Polynomially Superintegrable Hamiltonians Separating in Cartesian Coordinates

TL;DR

This paper introduces a new method for deriving coefficients of superintegrable Hamiltonians that separate in Cartesian coordinates, simplifying the analysis of complex potentials including higher transcendental functions.

Contribution

A novel approach that directly computes coefficients for Cartesian-separable superintegrable Hamiltonians without dividing potentials into standard or exotic classes.

Findings

Derived explicit formulas for coefficients in classical and quantum cases.

Identified conditions where fractional terms in momenta can be eliminated.

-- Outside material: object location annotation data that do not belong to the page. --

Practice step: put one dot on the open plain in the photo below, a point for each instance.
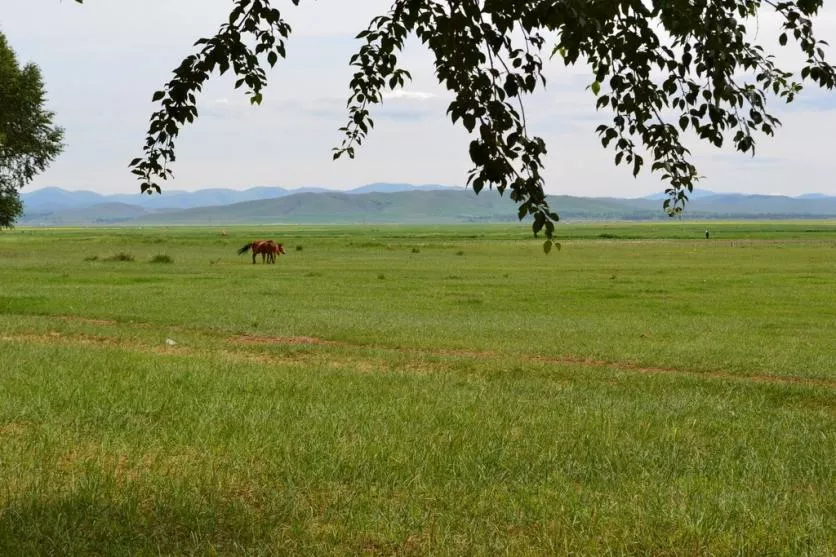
(394, 390)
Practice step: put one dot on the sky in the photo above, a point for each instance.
(102, 61)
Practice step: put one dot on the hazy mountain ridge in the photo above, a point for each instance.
(385, 203)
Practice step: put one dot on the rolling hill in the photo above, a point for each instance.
(383, 203)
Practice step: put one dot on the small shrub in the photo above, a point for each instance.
(121, 256)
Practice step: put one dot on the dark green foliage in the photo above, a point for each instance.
(29, 140)
(121, 256)
(690, 59)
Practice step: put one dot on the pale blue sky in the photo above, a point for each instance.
(102, 61)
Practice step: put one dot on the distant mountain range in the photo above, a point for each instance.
(382, 203)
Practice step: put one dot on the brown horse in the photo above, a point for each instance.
(275, 249)
(267, 248)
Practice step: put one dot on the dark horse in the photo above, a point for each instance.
(267, 248)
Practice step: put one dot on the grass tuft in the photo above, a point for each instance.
(121, 256)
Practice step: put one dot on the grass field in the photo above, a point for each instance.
(419, 390)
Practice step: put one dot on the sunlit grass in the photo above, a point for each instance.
(629, 396)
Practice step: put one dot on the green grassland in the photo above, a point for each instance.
(416, 390)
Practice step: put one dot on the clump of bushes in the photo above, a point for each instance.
(121, 256)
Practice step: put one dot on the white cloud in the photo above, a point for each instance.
(100, 73)
(409, 95)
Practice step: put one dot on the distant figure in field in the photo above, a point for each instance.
(267, 248)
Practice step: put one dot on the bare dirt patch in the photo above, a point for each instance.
(291, 340)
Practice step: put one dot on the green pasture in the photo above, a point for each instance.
(394, 390)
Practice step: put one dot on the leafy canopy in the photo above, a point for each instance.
(29, 140)
(662, 67)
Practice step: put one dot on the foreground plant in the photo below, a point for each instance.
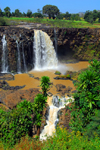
(87, 97)
(15, 123)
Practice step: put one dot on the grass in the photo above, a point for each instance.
(54, 22)
(61, 140)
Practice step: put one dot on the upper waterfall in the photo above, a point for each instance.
(45, 55)
(4, 55)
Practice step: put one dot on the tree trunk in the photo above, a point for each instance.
(38, 130)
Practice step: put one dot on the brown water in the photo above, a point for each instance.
(24, 79)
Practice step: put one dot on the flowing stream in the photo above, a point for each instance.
(18, 58)
(55, 103)
(45, 55)
(25, 68)
(4, 55)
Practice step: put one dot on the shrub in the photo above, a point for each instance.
(87, 97)
(3, 22)
(45, 84)
(57, 73)
(15, 123)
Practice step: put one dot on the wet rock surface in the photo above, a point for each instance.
(11, 98)
(64, 116)
(70, 44)
(6, 76)
(62, 89)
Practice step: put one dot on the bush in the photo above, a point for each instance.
(87, 97)
(58, 73)
(15, 123)
(3, 22)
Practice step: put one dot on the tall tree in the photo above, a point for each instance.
(7, 12)
(1, 13)
(17, 13)
(51, 11)
(29, 13)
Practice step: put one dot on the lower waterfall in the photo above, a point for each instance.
(45, 55)
(4, 55)
(24, 62)
(18, 58)
(55, 105)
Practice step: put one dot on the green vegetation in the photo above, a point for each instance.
(87, 98)
(15, 123)
(18, 122)
(57, 73)
(53, 22)
(51, 11)
(3, 22)
(45, 84)
(85, 117)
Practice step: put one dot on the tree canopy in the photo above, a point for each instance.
(7, 12)
(50, 10)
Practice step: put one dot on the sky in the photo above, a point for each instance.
(72, 6)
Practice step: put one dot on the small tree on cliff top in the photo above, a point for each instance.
(50, 10)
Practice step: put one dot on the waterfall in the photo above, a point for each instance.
(55, 39)
(45, 56)
(4, 55)
(18, 58)
(25, 68)
(55, 105)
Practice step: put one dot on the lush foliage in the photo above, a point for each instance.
(3, 22)
(45, 84)
(72, 141)
(51, 11)
(91, 16)
(87, 97)
(61, 140)
(15, 123)
(38, 105)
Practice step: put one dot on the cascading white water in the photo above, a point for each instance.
(18, 58)
(55, 105)
(4, 55)
(55, 39)
(45, 56)
(25, 68)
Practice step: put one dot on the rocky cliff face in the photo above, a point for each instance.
(81, 44)
(24, 38)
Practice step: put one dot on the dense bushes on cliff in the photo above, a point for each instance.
(18, 122)
(3, 22)
(87, 100)
(15, 123)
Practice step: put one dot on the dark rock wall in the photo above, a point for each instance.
(22, 36)
(81, 44)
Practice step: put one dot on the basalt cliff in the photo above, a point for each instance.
(69, 43)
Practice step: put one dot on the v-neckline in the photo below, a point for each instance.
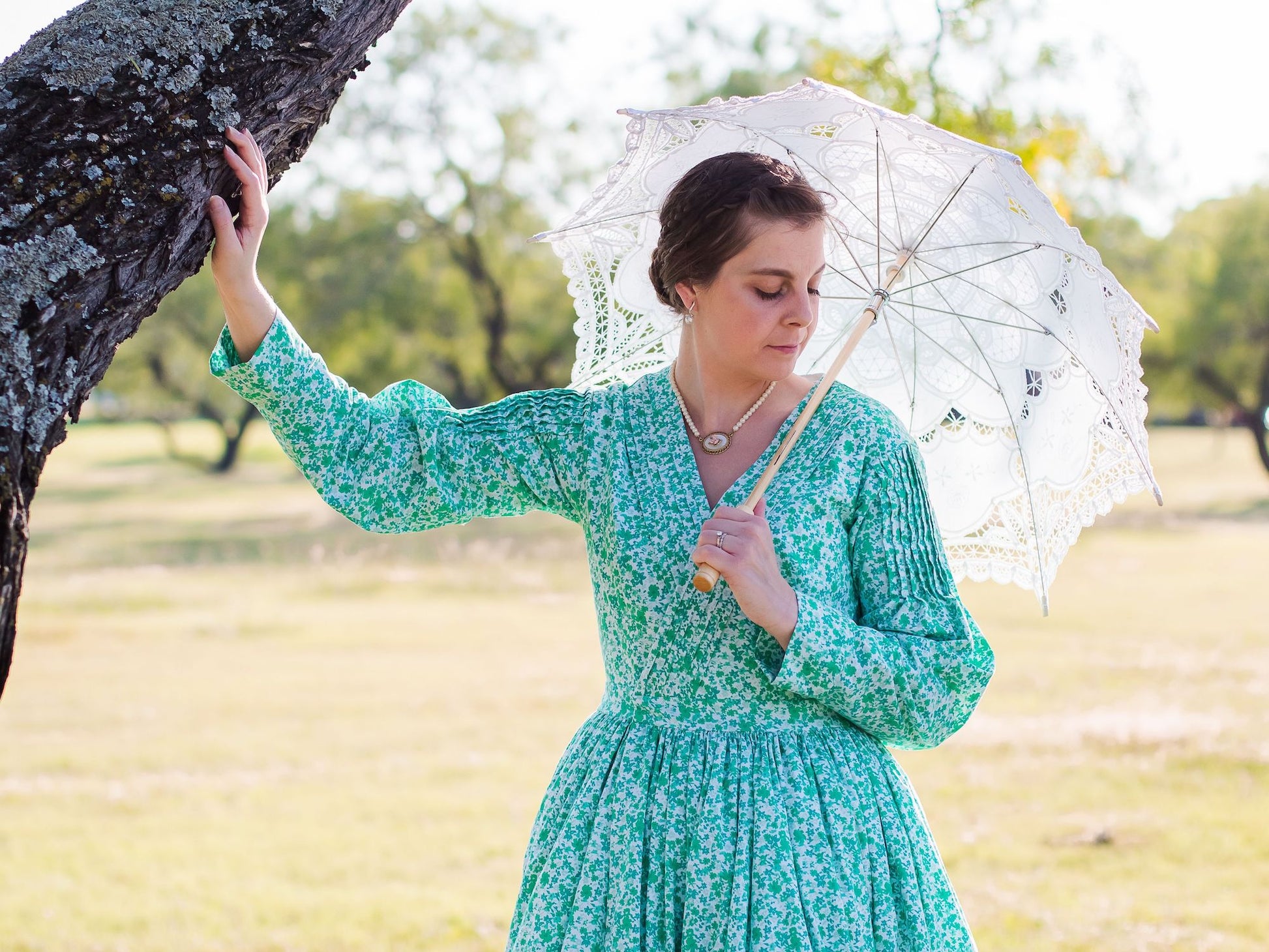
(691, 471)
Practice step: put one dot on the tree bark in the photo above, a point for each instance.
(112, 125)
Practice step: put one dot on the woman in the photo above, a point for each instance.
(732, 790)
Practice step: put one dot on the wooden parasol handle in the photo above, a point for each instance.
(707, 576)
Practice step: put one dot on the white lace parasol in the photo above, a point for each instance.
(1007, 348)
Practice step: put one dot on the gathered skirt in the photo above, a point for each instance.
(655, 838)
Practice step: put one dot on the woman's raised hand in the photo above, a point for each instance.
(248, 308)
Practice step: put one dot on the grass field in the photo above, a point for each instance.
(237, 722)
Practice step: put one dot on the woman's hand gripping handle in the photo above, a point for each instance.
(748, 561)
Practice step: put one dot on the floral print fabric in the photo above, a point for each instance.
(726, 794)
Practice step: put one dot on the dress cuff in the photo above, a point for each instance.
(278, 359)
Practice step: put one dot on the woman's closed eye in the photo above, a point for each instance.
(773, 295)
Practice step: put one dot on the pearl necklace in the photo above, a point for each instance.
(717, 441)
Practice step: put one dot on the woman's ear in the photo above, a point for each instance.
(687, 293)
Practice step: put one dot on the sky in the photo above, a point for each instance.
(1197, 65)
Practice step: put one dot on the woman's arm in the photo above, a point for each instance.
(406, 460)
(912, 669)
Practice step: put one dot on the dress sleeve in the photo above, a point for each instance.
(912, 669)
(406, 460)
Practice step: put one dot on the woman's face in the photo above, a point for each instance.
(759, 312)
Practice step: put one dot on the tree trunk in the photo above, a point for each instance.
(112, 125)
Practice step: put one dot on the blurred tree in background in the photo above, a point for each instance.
(437, 282)
(432, 276)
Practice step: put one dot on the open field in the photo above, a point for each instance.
(237, 722)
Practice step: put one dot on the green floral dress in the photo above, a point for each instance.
(726, 795)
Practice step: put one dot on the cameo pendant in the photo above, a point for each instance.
(716, 442)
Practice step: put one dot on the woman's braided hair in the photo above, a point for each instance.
(712, 211)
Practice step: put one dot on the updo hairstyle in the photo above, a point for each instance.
(713, 211)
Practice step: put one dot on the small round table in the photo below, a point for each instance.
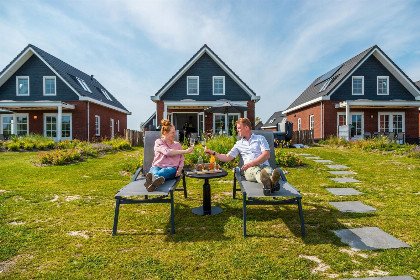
(207, 209)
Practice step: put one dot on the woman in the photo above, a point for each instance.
(169, 158)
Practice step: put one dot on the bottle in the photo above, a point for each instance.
(200, 163)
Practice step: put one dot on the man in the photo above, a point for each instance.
(255, 153)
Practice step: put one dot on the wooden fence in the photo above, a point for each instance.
(134, 137)
(305, 137)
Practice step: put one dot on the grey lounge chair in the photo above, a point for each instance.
(136, 187)
(252, 192)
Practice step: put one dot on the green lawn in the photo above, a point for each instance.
(56, 223)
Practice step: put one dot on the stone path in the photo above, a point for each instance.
(367, 238)
(353, 207)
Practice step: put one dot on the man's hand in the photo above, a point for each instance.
(246, 166)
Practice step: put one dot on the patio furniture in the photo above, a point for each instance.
(207, 209)
(136, 188)
(252, 192)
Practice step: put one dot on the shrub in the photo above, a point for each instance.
(287, 159)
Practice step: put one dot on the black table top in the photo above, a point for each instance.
(207, 175)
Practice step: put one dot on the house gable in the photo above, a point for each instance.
(205, 68)
(370, 70)
(36, 69)
(205, 57)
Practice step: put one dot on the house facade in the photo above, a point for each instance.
(203, 82)
(50, 97)
(366, 95)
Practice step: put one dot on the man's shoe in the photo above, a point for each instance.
(149, 180)
(266, 181)
(275, 177)
(156, 184)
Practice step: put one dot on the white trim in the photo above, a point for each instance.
(58, 137)
(9, 103)
(44, 88)
(391, 114)
(198, 85)
(218, 77)
(306, 104)
(387, 85)
(363, 85)
(97, 125)
(218, 62)
(17, 85)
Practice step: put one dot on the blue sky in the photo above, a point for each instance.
(277, 47)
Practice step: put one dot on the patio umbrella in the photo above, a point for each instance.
(227, 108)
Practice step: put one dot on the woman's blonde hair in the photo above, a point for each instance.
(166, 126)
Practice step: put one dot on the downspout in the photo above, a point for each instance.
(322, 122)
(88, 120)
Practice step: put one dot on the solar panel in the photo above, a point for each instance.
(328, 75)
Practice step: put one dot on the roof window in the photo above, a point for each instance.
(83, 84)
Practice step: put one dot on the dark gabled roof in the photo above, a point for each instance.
(69, 74)
(313, 91)
(275, 118)
(194, 57)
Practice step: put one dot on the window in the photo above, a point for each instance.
(14, 124)
(49, 85)
(83, 84)
(358, 85)
(106, 94)
(218, 85)
(50, 126)
(193, 85)
(311, 122)
(383, 85)
(22, 86)
(391, 122)
(97, 125)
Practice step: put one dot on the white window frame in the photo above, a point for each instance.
(363, 85)
(226, 131)
(17, 85)
(98, 125)
(311, 122)
(14, 122)
(391, 120)
(198, 85)
(55, 85)
(83, 84)
(387, 85)
(56, 116)
(219, 77)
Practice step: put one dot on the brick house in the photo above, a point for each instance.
(50, 97)
(203, 82)
(365, 95)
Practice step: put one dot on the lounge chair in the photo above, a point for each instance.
(252, 192)
(136, 187)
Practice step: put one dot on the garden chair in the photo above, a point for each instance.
(136, 187)
(252, 192)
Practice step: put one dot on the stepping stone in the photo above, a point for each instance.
(353, 207)
(324, 161)
(344, 191)
(341, 172)
(337, 166)
(404, 277)
(345, 180)
(369, 238)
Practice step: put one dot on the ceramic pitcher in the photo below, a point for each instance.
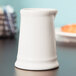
(37, 46)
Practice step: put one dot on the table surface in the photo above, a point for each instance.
(66, 57)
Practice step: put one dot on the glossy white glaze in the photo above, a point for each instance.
(37, 48)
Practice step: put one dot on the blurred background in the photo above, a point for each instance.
(10, 27)
(66, 8)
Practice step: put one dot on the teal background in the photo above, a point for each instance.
(66, 8)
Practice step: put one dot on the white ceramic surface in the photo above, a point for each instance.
(65, 37)
(37, 47)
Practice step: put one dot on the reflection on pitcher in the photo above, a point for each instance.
(19, 72)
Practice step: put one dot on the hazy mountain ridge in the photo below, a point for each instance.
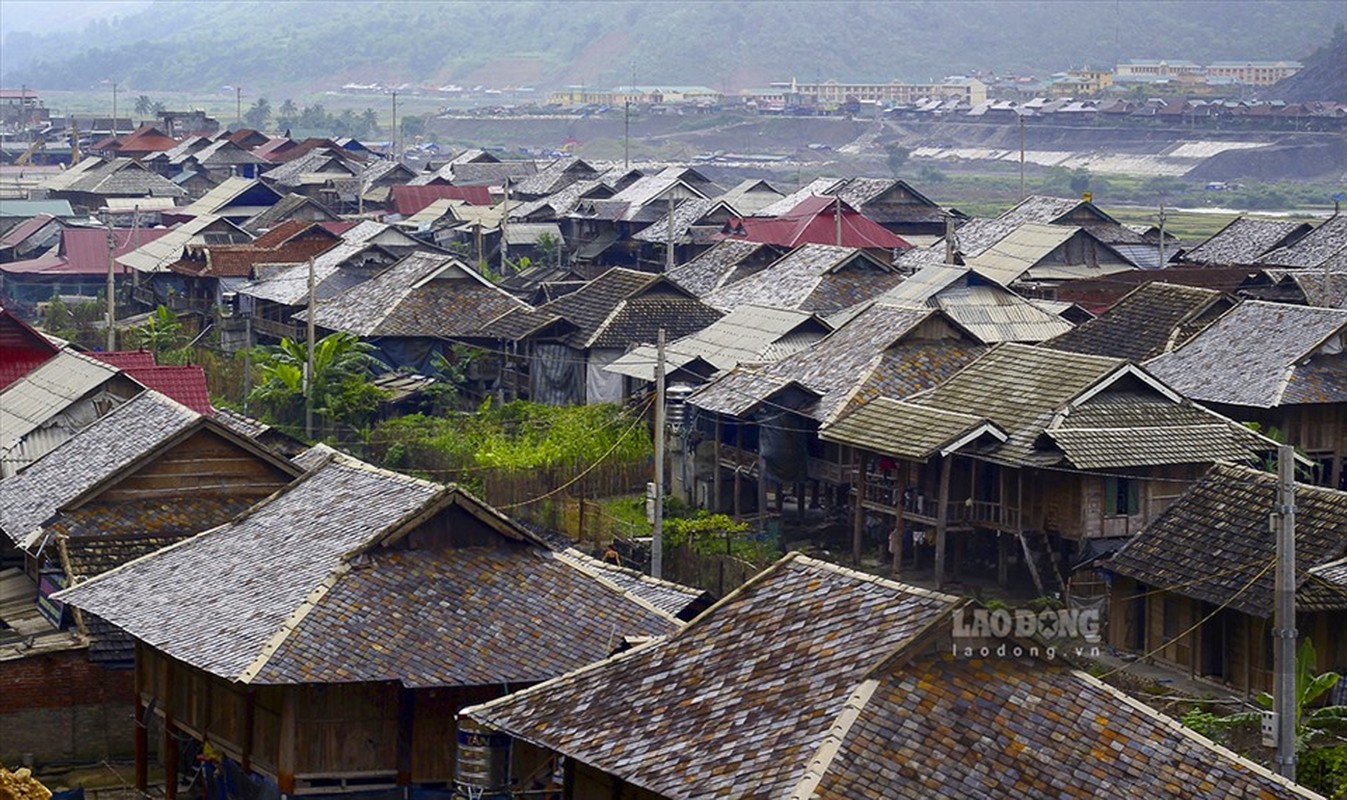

Presented fourth-order standard potentials and conjectures on broader families.

Abstract

The problem of finding superintegrable Hamiltonians and their integrals of motion can be reduced to solving a series of compatibility equations that result from the overdetermination of the commutator or Poisson bracket relations. The computation of the compatibility equations requires a general formula for the coefficients, which in turn must depend on the potential to be solved for. This is in general a nonlinear problem and quite difficult. Thus, research has focused on dividing the classes of potential into standard and exotic ones so that a number of parameters may be set to zero and the coefficients may be obtained in a simpler setting. We have developed a new method in both the classical and quantum setting which readily yields a formula for the coefficients of the invariant without recourse to this division in the case of Cartesian-separable Hamiltonians. Even though they allow separation of variables as they in general involve potential in terms of higher transcendental and beyond hypergeometric for their wavefunctions, they are quite non-trivial models. The expressions we obtain are in general non-polynomial in the momenta whose fractional terms can be arbitrarily set to zero. These conditions are equivalent to the compatibility equations, but the only unknowns in addition to the potential are constant parameters. We also give the fourth-order standard potentials, and conjectures about general families.